Fig. 5: Simulated results for HO vortex based MINFLUX localization.
Top: MINFLUX, bottom: RASTMIN. Scale bar: 5 nm. Simulation conditions: N = 300, L = 50 nm, SBR = 4, trials = 2000
The results demonstrate that HO vortex beams significantly enhance the resolvability of the emitters, achieving substantially smaller estimation errors compared to conventional MINFLUX. The average localization error decreases from 1.33 nm (l = 1) to 0.75 nm (l = 2) and 0.59 nm (l = 3). Comparable improvements are observed in RASTMIN, with the average error reduced from 1.52 nm to 0.88 nm and 0.64 nm, respectively. The simulations also validate the effectiveness of the CRB derived in this study.
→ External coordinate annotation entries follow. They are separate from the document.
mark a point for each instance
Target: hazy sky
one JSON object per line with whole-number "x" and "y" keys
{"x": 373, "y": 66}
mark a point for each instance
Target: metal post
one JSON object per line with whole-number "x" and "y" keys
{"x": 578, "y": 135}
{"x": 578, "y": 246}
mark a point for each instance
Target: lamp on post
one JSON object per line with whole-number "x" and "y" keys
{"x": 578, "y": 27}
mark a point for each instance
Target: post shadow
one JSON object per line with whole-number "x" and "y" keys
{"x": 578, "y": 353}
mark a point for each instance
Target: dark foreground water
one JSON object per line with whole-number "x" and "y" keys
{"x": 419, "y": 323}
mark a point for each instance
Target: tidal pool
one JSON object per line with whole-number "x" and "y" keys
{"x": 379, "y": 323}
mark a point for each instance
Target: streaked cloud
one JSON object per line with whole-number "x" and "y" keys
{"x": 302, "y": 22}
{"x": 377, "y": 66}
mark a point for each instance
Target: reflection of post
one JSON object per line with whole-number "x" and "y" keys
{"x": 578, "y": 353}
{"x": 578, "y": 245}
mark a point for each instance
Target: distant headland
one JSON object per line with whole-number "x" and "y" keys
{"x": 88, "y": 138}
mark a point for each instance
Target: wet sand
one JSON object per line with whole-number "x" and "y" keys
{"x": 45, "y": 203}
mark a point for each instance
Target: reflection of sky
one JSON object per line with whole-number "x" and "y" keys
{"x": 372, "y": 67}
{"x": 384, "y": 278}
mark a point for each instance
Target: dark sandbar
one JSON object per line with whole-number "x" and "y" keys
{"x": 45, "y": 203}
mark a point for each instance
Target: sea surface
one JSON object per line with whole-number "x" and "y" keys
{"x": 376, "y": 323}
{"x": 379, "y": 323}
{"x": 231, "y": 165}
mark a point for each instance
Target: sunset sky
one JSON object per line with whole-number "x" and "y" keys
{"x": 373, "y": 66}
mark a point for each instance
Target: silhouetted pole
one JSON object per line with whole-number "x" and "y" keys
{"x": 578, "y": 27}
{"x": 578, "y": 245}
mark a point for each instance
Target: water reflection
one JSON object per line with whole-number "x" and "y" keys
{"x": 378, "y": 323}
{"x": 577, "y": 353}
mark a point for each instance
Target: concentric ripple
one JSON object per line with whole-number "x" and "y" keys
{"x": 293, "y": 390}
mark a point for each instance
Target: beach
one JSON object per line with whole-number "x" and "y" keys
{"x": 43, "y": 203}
The overall RMSEs for all cases remain within 5% of the theoretical bounds, illustrating that the localization precision is well-bounded by the CRB.
Additionally, as originally noted by Balzarotti et al.4, the localization precision is not isotropic in 2D space. Our simulations also reveal that the estimated positions are not isotropically distributed along each direction when the emitter is not at the center of TCP. While the estimated positions generally follow bivariate Gaussian distributions, their standard deviations along orthogonal axes are typically unequal, except for the central emitter. This anisotropy becomes more noticeable with the use of HO vortex beams, particularly in MINFLUX. For instance, in 3rd-order MINFLUX, the estimated positions of edge emitters exhibit strong anisotropy. The results in RASTMIN also indicate anisotropy, although the effect is less pronounced compared to MINFLUX. A detailed analysis of the anisotropy of CRB is provided in Supplementary Section II.